Materials and Methods: This study consisted of 5091 whole‐body PET or PET/CT underwent as a part of annual health check‐up at one hospital from 1998 to 2008. Annual health check‐up program of the hospital includes comprehensive blood tests, urinalysis, stool examination, chest X‐ray, mammography, abdominal sonography, and gastrofiberscopy. Lung CT, brain MRI, breast sonography, thyroid sonography, or colonoscopy were performed in some individuals. To find the incidence of cancers, medical records of the subjects were thoroughly reviewed for a follow‐up period of one year. Cases with cancer detected before PET or PET/CT scanning were excluded. The pattern of formal readings of PET and PET/CT were analyzed to assess the sensitivity and specificity for cancer detection. The stage and histopathology of the cancers were evaluated in relation to detection or missing by PET.

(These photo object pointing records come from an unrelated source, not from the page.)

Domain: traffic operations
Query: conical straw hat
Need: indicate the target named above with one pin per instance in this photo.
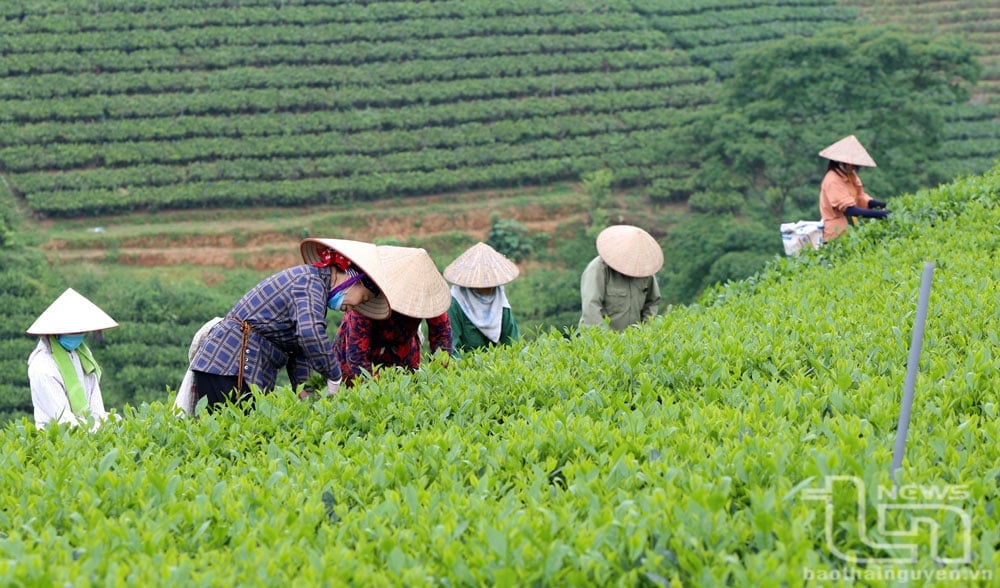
(416, 287)
(481, 266)
(363, 255)
(630, 250)
(848, 150)
(71, 313)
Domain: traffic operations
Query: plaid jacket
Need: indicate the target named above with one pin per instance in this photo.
(287, 316)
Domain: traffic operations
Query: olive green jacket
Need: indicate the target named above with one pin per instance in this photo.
(608, 293)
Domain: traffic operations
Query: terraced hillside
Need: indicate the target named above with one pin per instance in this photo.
(973, 138)
(111, 106)
(116, 105)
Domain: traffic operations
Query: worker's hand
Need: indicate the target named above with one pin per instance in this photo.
(332, 386)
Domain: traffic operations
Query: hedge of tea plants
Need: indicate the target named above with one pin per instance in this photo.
(693, 450)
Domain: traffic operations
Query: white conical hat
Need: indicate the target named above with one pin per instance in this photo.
(416, 288)
(848, 150)
(362, 255)
(481, 266)
(630, 250)
(71, 313)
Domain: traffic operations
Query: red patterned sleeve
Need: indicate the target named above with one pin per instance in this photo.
(356, 330)
(439, 333)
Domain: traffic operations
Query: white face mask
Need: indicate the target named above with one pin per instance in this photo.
(71, 342)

Results: Eighty‐six cancers (1.7%, 86/5091) were diagnosed within one year after PET or PET/CT. Sixty‐nine (1.5%, 69/4503) cancers were detected in men and 17 (2.9%, 17/588) cancers were detected in women. They included 33 thyroid cancers, 10 prostate cancers, 9 stomach cancers, 9 colorectal cancers, 7 lung cancers, and other cancers. PET and PET/CT in combination had a sensitivity of 53.5% (46/86) and a specificity of 81.1% (4061/5005) for cancer detection. Positive predictive value was 4.6% (46/990) and negative predictive value was 99.0% (4061/4101). PET only had a sensitivity of 51.3% (40/78) and a specificity of 81.4% (3625/4452), and PET/CT only had a sensitivity of 75.0% (6/8) and a specificity of 78.8% (436/553) respectively. A total of 44 PET negative cancers (little FDG uptake) include 13 thyroid cancers, 7 prostate cancers, 7 colorectal cancers, 4 stomach cancers, and others. When comparing tumor stages, early cancers (stage 0 or 1) comprised 59% (26/44) of PET negative cancers, and 40% (17/42) of PET positive cancers. However, there were no statistically significant differences in cancer site, stage and histopathology between PET positive cancers and PET negative cancers. In 19.3% of formal readings of PET and PET/CT, further evaluation was recommended to exclude malignancy or significant disease. Commonly recommended sites for further evaluation were head and neck, upper gastrointestinal tract, thyroid, lung and mediastinum, and lymph nodes. Diagnostic modalities recommended for further evaluation were physical examination, esophagogastroduodenoscopy, CT, biopsy, and others.
Conclusions: PET and PET/CT showed a moderate performance for detecting cancers in asymptomatic adults in this study. More experience and further investigation are needed to overcome limitations of PET and PET/CT for cancer screening.
Citation Information: Cancer Prev Res 2010;3(1 Suppl):A24.